10 November 2008

quote for the day

Nothing can compensate for our stay in this country... And all Poland is not worth one drop of the blood which we are shedding for it.
Talleyrand (1807)

4 comments:

Anonymous said...

I'm not sure what the point is of this quote. Is it a veiled reference to Iraq? Is it opposition to all military intervention?

halifax said...

It is a not-so-veiled reference to the American misadventure in Iraq, but it certainly does not suggest an opposition to all military action. It is meant to convey my opposition to a military intervention justified in terms of democratizing the Middle East (or any other intervention based upon such puerile ideological considerations), and carried out in a particularly cack-handed way (Talleyrand again, 'This is worse than a crime, it's a blunder').

After all, Talleyrand was not a pacifist but a realist.

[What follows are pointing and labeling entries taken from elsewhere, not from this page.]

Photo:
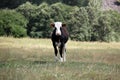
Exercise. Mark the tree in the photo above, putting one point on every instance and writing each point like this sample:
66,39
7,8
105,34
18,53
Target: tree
12,23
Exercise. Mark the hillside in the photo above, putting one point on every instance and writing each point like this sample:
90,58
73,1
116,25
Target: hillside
111,4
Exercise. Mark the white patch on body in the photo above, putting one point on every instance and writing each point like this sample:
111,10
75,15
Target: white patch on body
64,54
58,25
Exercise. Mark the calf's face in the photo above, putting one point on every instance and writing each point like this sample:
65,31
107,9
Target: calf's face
58,26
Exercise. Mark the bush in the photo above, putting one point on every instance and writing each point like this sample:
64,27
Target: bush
12,23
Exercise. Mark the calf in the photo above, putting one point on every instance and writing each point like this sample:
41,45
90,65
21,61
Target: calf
59,39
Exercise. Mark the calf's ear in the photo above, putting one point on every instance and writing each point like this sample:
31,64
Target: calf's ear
63,25
52,25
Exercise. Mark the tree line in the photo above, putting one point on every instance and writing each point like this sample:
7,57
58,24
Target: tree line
85,19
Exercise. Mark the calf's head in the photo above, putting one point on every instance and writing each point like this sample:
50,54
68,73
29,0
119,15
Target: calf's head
58,26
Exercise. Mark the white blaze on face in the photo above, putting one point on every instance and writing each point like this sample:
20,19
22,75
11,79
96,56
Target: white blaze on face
58,25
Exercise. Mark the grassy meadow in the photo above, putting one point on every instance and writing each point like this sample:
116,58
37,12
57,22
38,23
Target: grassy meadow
33,59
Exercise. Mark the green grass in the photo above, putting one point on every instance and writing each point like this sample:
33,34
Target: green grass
33,59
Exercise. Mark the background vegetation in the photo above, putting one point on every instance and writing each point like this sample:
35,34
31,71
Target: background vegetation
85,19
33,59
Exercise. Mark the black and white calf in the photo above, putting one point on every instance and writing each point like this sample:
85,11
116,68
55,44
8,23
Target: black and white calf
59,39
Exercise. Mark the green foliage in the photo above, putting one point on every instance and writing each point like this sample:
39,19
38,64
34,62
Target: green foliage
12,23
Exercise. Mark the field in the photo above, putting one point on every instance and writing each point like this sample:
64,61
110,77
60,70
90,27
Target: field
33,59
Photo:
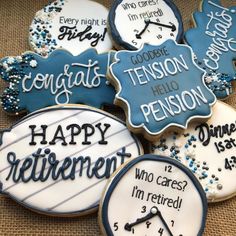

The quote occured after the Battle of Eylau, when Talleyrand decided (correctly) that the costs of continuing the French advances into Eastern Europe (uncivilized territory) were not worth the gains to be made (which he believed were insubstantial).

Anonymous said...

The intervention was only justified as a democratizing mission ex post facto. The original casus belli was Saddam's refusal to verifiably dismantle his WMD capacity. A pretty good casus, in my view - even for non-ideologues, because we all have to live before we can philosophize...

halifax said...

I would agree that, had there been a reasonable probability that WMDs capable of doing the US harm were in place or were being quickly developed, a reasonable casus belli would have existed. However, I never believed that the Bush Administration was being honest about their real reasons, and Mr. Wolfowitz confirmed my suspicions when he admitted that the Administration was always committed to an invasion and that the WMD justification was merely a handy excuse.

In any case, the invasion was initially extremely successful, and it was only the attempt to impose a western-style government which has failed. If the US had marched out as soon as they marched in, then they might have been chastised by the international community and by idealists in the US, but not by me.